Perhaps Everything is Just Beginning
To some extent, NVIDIA's launch of DGX Cloud has formed a competitive relationship with service providers including Google and Microsoft, but NVIDIA still wants to maintain close cooperation with cloud service providers. Therefore, it has decided to host DGX Cloud on the cloud platforms of various cloud service providers.
Oracle is the first cloud service provider to announce cooperation with NVIDIA. In March, Oracle announced the strategic deployment of NVIDIA AI applications on its new Oracle Cloud Infrastructure (OCI).
On August 28th, Google Cloud and NVIDIA announced an expanded partnership to advance the development of AI computing, software, and services. Google Cloud will be one of the first companies to receive NVIDIA's next-generation DGX GH200 AI supercomputer, which is powered by the Grace Hopper superchip. NVIDIA DGX Cloud AI supercomputing and software will be directly provided to Google Cloud customers through the browser, allowing them to access the AI computing power of NVIDIA's supercomputer DGX. Huang Renxun said:
"We will deploy NVIDIA DGX Cloud in the Google Cloud platform. This is where we conduct AI research, optimize software stacks, and all the work we do will immediately benefit Google Cloud and all users of Google Cloud."
However, another cloud giant, Amazon AWS, has refused to cooperate with NVIDIA on the DGX Cloud product.
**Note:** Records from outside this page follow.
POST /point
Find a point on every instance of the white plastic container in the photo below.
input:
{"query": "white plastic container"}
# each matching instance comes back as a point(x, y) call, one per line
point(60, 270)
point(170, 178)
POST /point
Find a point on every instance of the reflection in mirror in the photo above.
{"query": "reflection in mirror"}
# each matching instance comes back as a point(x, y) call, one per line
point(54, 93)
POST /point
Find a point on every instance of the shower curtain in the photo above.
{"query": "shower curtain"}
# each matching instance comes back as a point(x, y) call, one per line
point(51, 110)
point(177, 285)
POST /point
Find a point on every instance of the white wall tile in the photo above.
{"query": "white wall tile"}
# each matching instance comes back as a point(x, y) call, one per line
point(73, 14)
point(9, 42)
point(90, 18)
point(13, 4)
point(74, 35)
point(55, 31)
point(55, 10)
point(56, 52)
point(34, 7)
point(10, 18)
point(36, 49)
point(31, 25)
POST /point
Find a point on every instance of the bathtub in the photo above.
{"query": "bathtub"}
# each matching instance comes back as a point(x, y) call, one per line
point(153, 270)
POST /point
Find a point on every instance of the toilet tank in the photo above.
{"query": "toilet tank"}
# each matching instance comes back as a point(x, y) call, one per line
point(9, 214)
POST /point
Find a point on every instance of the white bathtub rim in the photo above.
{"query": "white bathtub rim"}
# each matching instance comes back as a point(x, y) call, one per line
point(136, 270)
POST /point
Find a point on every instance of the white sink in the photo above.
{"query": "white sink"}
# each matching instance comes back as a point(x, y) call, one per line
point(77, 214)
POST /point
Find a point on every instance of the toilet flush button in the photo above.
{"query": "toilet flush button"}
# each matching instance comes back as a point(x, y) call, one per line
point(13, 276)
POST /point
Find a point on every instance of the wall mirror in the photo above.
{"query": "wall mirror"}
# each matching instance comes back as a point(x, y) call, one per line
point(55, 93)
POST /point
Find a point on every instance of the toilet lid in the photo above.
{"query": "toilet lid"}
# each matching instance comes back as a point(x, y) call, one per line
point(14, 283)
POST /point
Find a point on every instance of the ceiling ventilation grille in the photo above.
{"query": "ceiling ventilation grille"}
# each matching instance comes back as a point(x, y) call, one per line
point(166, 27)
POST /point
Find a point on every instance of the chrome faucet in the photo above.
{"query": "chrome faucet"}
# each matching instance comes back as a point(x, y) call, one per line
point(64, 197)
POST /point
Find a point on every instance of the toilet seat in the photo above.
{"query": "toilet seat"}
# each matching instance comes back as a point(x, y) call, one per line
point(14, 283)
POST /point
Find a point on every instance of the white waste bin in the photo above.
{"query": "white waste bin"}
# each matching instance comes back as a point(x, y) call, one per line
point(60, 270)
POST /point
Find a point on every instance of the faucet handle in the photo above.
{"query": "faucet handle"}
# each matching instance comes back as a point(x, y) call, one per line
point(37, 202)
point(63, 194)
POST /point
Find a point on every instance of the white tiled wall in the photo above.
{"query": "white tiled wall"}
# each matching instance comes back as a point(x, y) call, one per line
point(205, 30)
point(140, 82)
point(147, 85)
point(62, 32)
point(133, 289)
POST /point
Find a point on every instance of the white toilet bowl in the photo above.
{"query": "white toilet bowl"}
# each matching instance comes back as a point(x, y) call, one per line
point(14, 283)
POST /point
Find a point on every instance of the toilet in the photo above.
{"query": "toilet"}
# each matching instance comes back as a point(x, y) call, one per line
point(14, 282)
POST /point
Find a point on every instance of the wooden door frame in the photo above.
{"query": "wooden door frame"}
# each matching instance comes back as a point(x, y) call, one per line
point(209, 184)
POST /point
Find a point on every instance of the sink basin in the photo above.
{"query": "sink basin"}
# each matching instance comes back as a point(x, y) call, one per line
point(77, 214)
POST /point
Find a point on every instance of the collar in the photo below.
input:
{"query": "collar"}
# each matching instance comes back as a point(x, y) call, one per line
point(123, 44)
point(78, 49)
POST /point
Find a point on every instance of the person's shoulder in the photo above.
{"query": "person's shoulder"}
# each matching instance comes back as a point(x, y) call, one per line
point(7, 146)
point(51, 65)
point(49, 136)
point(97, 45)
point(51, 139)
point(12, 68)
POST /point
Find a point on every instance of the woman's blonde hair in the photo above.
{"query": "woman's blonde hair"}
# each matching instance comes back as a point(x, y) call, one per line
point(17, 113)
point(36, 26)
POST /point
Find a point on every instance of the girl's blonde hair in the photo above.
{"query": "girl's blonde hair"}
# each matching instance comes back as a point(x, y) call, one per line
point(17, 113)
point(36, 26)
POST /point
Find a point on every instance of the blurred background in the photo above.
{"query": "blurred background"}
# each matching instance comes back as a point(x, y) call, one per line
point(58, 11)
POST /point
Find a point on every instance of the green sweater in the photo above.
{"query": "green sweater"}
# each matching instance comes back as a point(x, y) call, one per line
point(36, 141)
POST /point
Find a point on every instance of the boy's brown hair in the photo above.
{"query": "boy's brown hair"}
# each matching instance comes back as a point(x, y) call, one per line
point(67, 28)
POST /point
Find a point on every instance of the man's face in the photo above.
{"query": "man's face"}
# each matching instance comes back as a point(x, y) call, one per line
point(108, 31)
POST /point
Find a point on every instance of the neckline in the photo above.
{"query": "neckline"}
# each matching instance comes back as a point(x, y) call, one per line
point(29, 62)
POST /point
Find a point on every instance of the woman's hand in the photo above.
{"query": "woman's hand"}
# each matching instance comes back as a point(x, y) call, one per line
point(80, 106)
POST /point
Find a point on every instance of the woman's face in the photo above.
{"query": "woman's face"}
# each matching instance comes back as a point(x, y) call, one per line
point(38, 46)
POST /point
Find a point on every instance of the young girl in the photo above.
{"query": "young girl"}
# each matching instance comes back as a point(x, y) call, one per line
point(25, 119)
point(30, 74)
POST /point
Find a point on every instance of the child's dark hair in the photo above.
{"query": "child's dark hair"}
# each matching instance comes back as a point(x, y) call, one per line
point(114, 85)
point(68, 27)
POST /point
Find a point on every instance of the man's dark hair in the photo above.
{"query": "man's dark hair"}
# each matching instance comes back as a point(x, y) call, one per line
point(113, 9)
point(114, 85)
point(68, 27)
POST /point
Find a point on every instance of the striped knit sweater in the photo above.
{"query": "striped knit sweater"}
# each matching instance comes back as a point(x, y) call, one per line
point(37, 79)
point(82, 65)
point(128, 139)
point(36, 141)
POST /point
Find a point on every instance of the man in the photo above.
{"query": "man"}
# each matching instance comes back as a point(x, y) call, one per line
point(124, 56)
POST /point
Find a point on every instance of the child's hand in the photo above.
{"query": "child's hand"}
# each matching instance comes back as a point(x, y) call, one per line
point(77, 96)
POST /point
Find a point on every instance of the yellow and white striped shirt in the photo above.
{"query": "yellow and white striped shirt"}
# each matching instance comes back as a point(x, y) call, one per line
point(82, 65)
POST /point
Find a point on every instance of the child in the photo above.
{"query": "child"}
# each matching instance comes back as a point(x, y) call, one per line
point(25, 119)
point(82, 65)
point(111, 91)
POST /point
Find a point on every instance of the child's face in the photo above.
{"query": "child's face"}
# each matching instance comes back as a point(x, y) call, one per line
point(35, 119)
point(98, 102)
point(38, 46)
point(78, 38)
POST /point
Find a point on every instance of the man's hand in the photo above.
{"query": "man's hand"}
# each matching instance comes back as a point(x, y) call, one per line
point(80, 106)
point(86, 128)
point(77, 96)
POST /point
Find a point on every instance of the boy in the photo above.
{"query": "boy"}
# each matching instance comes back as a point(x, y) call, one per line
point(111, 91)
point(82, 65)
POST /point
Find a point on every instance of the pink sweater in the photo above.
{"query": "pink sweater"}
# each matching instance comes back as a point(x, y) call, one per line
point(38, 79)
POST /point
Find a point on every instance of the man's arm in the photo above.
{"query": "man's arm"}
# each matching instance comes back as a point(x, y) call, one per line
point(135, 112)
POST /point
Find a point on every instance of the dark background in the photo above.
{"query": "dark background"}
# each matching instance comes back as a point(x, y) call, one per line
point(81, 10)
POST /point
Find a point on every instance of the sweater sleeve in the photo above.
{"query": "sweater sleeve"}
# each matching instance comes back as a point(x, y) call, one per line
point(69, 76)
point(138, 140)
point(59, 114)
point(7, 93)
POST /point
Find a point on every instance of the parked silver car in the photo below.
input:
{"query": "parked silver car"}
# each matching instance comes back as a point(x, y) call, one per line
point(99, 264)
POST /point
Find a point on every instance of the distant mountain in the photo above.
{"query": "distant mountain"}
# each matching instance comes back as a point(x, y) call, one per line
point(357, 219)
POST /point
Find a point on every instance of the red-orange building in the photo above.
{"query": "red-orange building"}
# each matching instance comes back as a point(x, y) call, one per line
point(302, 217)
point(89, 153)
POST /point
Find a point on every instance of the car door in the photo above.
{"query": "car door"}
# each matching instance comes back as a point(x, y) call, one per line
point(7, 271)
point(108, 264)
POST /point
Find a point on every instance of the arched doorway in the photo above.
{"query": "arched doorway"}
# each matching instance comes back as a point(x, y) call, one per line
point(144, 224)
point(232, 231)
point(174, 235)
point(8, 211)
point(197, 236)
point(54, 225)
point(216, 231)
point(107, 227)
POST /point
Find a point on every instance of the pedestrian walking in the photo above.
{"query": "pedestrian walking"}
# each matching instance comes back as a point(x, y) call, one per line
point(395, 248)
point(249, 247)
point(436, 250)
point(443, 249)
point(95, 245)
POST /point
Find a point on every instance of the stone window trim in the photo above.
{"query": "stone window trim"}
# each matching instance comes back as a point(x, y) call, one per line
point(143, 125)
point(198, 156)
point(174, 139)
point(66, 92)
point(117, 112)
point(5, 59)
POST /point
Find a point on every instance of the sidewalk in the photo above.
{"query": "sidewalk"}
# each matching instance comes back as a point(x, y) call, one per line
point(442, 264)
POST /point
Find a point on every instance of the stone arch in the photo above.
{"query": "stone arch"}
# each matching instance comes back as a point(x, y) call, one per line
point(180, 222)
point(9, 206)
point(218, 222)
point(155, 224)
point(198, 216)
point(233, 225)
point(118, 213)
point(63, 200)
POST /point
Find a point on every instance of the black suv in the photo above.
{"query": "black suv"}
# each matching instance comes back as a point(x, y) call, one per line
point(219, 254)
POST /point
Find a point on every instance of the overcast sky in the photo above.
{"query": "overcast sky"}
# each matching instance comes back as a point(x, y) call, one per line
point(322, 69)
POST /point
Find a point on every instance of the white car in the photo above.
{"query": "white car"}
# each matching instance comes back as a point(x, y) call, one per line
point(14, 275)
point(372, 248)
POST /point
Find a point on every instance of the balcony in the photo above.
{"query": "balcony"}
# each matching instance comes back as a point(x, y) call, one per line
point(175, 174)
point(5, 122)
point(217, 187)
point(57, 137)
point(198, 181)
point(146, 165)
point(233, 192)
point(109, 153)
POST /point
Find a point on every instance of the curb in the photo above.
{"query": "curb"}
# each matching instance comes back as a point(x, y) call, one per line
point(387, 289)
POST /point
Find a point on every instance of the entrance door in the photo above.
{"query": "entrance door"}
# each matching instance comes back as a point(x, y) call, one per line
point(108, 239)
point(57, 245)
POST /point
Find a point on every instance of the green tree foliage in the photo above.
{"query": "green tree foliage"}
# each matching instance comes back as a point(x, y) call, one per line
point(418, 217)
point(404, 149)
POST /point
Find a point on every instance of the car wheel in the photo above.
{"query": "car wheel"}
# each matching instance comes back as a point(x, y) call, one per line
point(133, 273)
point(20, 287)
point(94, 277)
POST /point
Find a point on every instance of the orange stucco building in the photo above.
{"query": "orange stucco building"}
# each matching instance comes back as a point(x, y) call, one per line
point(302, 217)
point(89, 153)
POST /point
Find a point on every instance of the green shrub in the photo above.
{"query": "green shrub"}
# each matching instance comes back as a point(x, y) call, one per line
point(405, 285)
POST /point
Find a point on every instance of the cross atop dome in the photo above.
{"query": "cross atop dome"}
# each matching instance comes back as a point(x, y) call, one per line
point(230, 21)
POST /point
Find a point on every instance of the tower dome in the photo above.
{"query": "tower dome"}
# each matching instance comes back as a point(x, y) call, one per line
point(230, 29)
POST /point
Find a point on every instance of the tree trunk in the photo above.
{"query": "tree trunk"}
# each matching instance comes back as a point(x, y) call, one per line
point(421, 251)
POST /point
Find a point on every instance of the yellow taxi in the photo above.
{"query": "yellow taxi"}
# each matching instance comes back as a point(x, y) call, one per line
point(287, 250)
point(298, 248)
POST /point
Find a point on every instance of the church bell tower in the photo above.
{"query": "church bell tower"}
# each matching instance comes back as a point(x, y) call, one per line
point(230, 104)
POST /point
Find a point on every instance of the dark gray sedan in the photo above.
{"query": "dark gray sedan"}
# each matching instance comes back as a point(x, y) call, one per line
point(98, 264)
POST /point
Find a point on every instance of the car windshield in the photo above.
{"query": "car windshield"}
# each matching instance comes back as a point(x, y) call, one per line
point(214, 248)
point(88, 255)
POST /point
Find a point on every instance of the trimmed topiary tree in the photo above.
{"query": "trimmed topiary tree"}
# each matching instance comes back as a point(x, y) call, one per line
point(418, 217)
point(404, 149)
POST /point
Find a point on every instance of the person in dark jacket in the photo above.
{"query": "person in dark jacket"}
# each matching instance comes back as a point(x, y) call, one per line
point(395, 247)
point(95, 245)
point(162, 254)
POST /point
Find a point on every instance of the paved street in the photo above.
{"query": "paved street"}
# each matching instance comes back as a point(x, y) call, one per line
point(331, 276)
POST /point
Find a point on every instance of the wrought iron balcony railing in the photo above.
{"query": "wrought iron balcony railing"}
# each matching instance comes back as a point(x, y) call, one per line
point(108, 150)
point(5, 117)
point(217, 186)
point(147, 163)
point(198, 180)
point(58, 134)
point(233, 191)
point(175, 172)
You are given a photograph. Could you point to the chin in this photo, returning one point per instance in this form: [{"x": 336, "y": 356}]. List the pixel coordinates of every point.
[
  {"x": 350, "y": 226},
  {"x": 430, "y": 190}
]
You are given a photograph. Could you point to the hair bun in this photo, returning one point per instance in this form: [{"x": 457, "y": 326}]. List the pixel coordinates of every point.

Dave Brown, Vice President of Amazon Elastic Compute Cloud, said in a media interview: "NVIDIA contacted us and we studied the business model. But for AWS, it doesn't make much sense." He believes that AWS has long-term experience in building reliable servers and has existing supply chain expertise.
AWS started purchasing NVIDIA's H100 chips in March of this year, but only as part of its self-developed system. AWS is also considering using AMD's latest AI chip, MI300, but has not made a final decision yet.
Analysts point out that in the face of an emerging generative AI market, the distribution of interests between NVIDIA and cloud service providers is constantly changing, but NVIDIA has already made a move on the cheese of cloud service providers.